You Can’t Kill Rock and Roll
Daisley wrote the lyrics over an Ozzy hummed melody. Lyrically, it deals about record companies being greedy and trying to tell the artist what to do.
“Leave me alone; don’t want your promises no more
‘Cos rock and roll is my religion and my law”
The bass line is hypnotic and sets the tone for RR to colour and decorate a song about moving mountains with the power of belief. And there are some good lyrical lines from Daisley.
“Watching time go and feeling belief grow, Rise above the obstacles”
“You’ve got to believe in yourself, Or no one will believe in you”
“Their disbelief suppresses them, But they’re not blind, It’s just that they won’t see”
It’s a track that belongs on an Alice Cooper album of the seventies, like “Billion Dollar Babies”.
Musically, it’s a derivative version of “Suicide Solution” in the main riff, a pre-chorus that sounds the same from “Over The Mountain”, a chorus section that sounds like it belongs on an ELO album and a bridge section ripped from “I Don’t Know”.
Randy Rhoads did say in an interview that this song felt rush or the solo felt rushed (like he had to do it in one take). Whatever the case, this is probably the least known songs from the Randy era with Ozzy.
“The pins and needles prick the skin of little dolls”
This song has two killer leads; the usual middle solo section and the outro solo.
“I hear the questions surface in my mind, of my mistakes that I have made
Times and places I have left behind and am I ever gonna make the grade?”
Daisley’s bass playing is also unique. It’s like a lead instrument over the arpeggios and piano lines.
Is the song, the initials of Ozzy’s two love interests at the time?
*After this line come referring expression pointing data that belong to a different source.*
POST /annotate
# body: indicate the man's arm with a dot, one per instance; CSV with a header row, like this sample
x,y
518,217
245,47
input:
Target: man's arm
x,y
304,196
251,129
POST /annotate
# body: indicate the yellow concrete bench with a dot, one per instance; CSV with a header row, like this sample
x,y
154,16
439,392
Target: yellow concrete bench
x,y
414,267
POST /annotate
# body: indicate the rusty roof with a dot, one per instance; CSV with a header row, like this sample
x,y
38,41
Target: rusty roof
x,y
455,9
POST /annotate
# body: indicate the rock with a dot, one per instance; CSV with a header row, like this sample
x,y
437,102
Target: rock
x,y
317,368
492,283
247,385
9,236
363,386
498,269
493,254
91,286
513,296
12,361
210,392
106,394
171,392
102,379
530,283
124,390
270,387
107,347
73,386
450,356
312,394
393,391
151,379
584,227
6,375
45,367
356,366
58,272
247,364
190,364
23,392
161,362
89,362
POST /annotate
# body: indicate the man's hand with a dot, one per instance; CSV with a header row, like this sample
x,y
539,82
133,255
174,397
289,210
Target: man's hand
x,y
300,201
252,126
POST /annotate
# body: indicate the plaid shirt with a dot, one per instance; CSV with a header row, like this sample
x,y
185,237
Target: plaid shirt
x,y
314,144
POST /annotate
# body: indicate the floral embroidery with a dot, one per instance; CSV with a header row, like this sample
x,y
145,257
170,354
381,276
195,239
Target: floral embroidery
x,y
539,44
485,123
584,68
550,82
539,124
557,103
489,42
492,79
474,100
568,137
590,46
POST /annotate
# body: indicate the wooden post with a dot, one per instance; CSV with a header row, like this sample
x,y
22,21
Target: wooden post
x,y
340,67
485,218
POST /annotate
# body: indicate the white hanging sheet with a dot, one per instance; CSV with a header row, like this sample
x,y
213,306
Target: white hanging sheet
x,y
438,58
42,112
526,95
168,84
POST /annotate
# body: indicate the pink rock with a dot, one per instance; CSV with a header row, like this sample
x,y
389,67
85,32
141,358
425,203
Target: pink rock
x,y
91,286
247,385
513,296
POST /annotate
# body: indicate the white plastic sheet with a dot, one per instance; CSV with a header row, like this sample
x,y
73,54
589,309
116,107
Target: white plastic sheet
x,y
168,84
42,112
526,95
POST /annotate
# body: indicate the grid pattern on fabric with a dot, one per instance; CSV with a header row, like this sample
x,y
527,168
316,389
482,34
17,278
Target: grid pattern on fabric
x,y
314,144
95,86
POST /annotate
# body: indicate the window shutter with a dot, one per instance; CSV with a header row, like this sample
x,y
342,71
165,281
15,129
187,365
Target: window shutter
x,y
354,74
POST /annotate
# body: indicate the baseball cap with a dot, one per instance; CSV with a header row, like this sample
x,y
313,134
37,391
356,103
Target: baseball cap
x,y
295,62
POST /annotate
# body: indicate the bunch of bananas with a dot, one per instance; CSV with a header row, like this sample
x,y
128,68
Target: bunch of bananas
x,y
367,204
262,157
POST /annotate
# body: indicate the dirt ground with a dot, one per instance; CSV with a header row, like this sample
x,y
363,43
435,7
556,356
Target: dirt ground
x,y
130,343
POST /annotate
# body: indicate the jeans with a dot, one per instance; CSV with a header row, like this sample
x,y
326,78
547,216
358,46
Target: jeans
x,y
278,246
As good as the song is it’s the solo section that takes the song out of the stratosphere.
First, it’s over a 12/8 shuffle used more in the Blues genre (which Zakk Wyle used again in “Perry Mason” and it’s got all of Randy’s trademarks, from how he starts it off in the E Major Pentatonic scale and then he shifts into the C#m Aeolian scale which allows the listener to still believe it’s in E major, however RR has shifted diatonically to C#m.
It’s well known RR was no stranger to music theory, but he was one of those few individuals that put much of what he studied into practice.
Wind is high, so am I, as the shore sinks in the distance
Dreams unfold, seek the gold, gold that’s brighter than the sunlight
Diary Of A Madman
It’s a prog metal tune before prog metal became a term and a giant leap forward in composition and technicality.
“Diary of a madman, walk the line again today
Entries of confusion, dear diary, I’m here to stay”
At a high level, it is experimental music. The whole song is like a Randy Rhoads master class. Stand out sections is the whole intro section up to the first verse, and the heavy distorted riff before the dissonant solo break.
Bob Daisley wrote lyrics that referenced his own life.
“Enemies fill up the pages, are they me”
Daisley and Kerslake did not get any credit for having played on the album. On the sleeve, Rudy Sarzo is credited as playing bass and Tommy Aldridge is credited as drummer, however both people have come out and said that they didn’t play a note on the album.
13 years after its release it crossed the 3 million sale mark in the U.S. It took its time but all great things do take time to rise.
“A sickened mind and spirit, The mirror tells me lies, Could I mistake myself for someone, Who lives behind my eyes?”